My neighbor is a well-known older writer.  When we met, years ago, he exclusively worked on an odd and dated version of a dedicated word processing machine.  One night he called me-- panicky-- because it was malfunctioning and any self-respecting computer repair man declined to service this.  I offered him my 'transition' typewriter-- the kind that memorized a line at a time and then printed it out on a page via plastic ribbon.  I held onto these things as souvenirs, and for just such literary emergencies.  It distracted him, but it was wrong.  Ebay, I suggested... and sure enough he was able to find a replacement.  

Meanwhile, I remember thinking how far I'd come-- writing my first novel in Word Perfect, on a Dell PC I'd been gifted, to replace my used  8 MHz IBM PS  which prompted me to install DOS by floppy disk every time I turned the machine on.  From my first ancient Royal on which I'd typed my Princeton thesis (with carbons), to an electric Smith Corona, and onward.  My friends know I'm still using a telephone land-line; I've resisted change/technology along the way.   I am uncomfortable with these systems that seem to accelerate my process until I don't recognize myself.  I need the heartbeat and material of sentence-building, of story-telling.  
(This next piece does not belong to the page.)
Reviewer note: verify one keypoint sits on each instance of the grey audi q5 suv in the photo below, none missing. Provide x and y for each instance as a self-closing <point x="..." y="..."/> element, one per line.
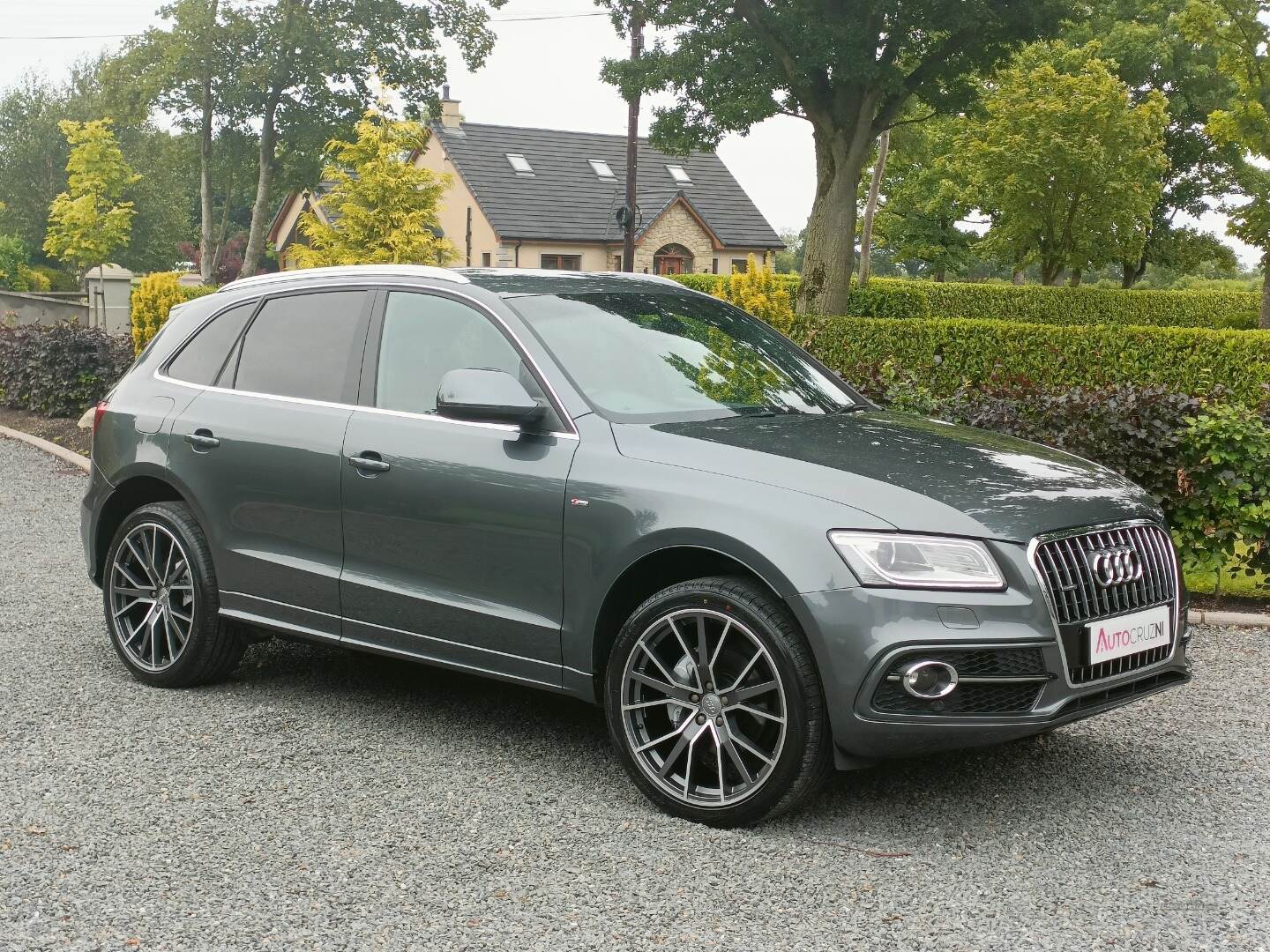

The cross-outs and inserts of manuscript writing are part and parcel of understanding a writer's process.  Songwriters, poets... their doodles and marginalia enhance value-- provide clues to the creative path, to private distractions and passions--  a bit of humor.  In the late sixties when I applied to college the applications were hand-written.   On one of them, instead of attaching the passport-sized photo requested, I asked one of my friends to draw me.  I maneuvered questions and embellished things-- gave them what they didn't ask but maybe wanted.  Today the 'common' app most universities use are just that; they leave little room for variety or humor.  My little portrait would have been missed by any computer.  

I wake during the night and scrawl lyrics on paper scraps-- have a supply of writing utensils among piles of books on my nightstand.  Far beyond recalling inspiration now, I still shun middle-of-the-night technology, as though the bright blue light threatens poetry.  Last night I thought about summer camp.  I hated being sent away and from the age of eight spent a full two months in a cabin full of girls with no privacy.  Besides my rag doll, I brought a small stack of paperback books my Mom approved, and a white pad of stationary paper with a blue ball-point pen.  It was the first time I was allowed to use ink.  I can still remember the way it glided along the paper, the sweetish candy smell of the ink, and the halo of my flashlight underneath the covers.  It was during those nights that I think I became a writer.

In this era of backlit news, texts and emails which spread or shrink across screens, I still take my coffee black and my reading material in print, bound and paged.  The way the words flow in linear formations-- the serifs and italics, dots and lines-- these are essential.  They comfort me when I am sleepless, sing to me when I am alone.  The hours and nights of this pandemic have run one into another-- my solitude provides little punctuation, but the near-endless supply of well-written sentences in my old books, the familiar patterns of verse and chorus-- have provided some comfort, like the homesick summer nights of white paper and blue ink.